264.1(c)(2)(H). To become resident in the United States, the alien commuter
must establish a residence in the United States and must have the intention
to reside there permanently. Alien commuters engaged in seasonal work will be
presumed to have taken up U.S. residence if they are present the United
States for more than six months during any twelve-month period.

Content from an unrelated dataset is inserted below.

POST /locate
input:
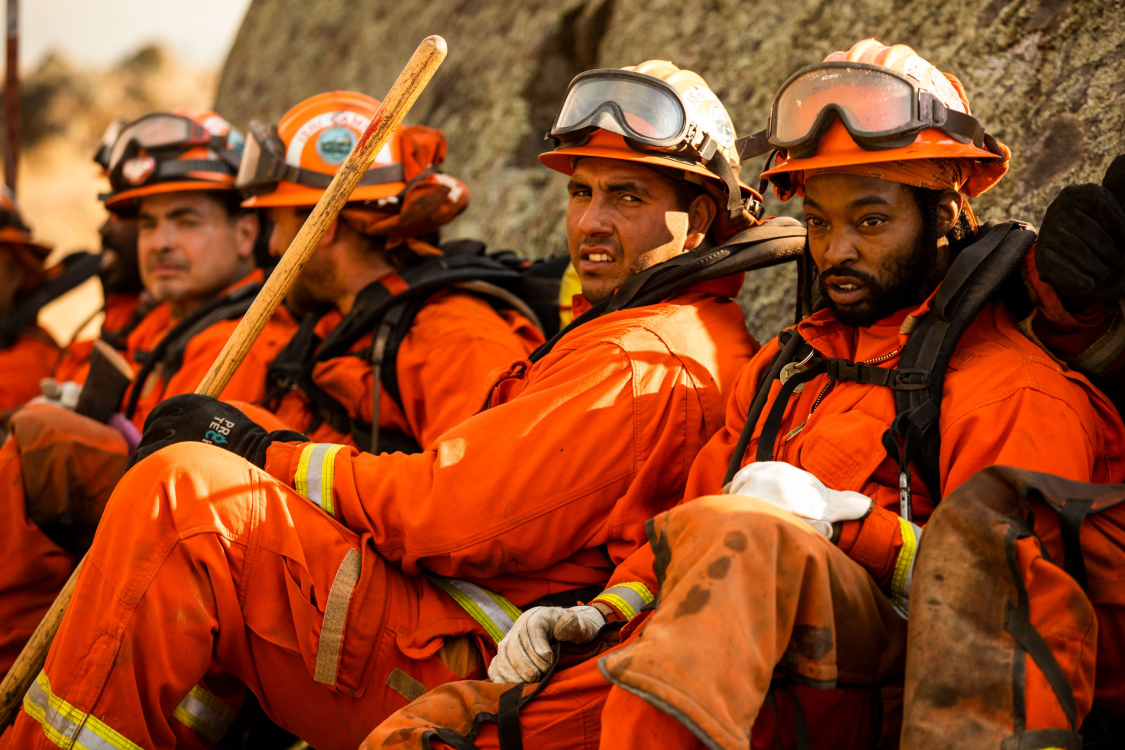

Alien commuters are required
to present a valid Form I-151, I-551, or I-688 at the time of each entry into
the United States, but they are not required to present an immigrant visa or
passport after the initial entry. Aliens must also present a properly
endorsed and dated Form I-178, Commuter Status Card, the document through
which the INS monitors the date when the commuter must again present evidence
of regular and stable employment in the United States. The I-178 Commuter
Status Card is coded with the alien's "A" number and is also numbered 1
through 12 to reflect the month in which the alien must present evidence of
regular and stable employment. It must be carried at all times while the
alien is in the United States.
As previously noted, an alien
commuter is precluded from petitioning for immigration benefits on behalf of
relatives; however, if an alien originally enters the United States as a
commuter and later converts to traditional LPR status, a qualifying spouse
and children may follow to join. There is no statutory time limit within
which a spouse or child may follow to join the principal alien. 9 Foreign
Affairs Manual (FAM) 40.1, Note 7. Thus, if an alien opts for commuter status
upon original entry to the United States and later abandons commuter status
for regular permanent resident status, qualifying derivative relatives may
"follow to join" the principal alien in the United States. Generally, to
qualify as one following to join, the relationship between the principal and
the derivative relative must have existed before the principal alien's
original entry into the United States as a permanent resident. Matter of G-,
7 I&N Dec 731 (BIA 1958); 9 FAM 40.1, Notes 7.1, 7.2.-2. Should a spouse and
children fail to qualify for status under the following to join rule, a
lawful permanent resident who has abandoned commuter status and assumed
residence in the United States may file immigrant visa petitions for
dependents subject to quota backlogs.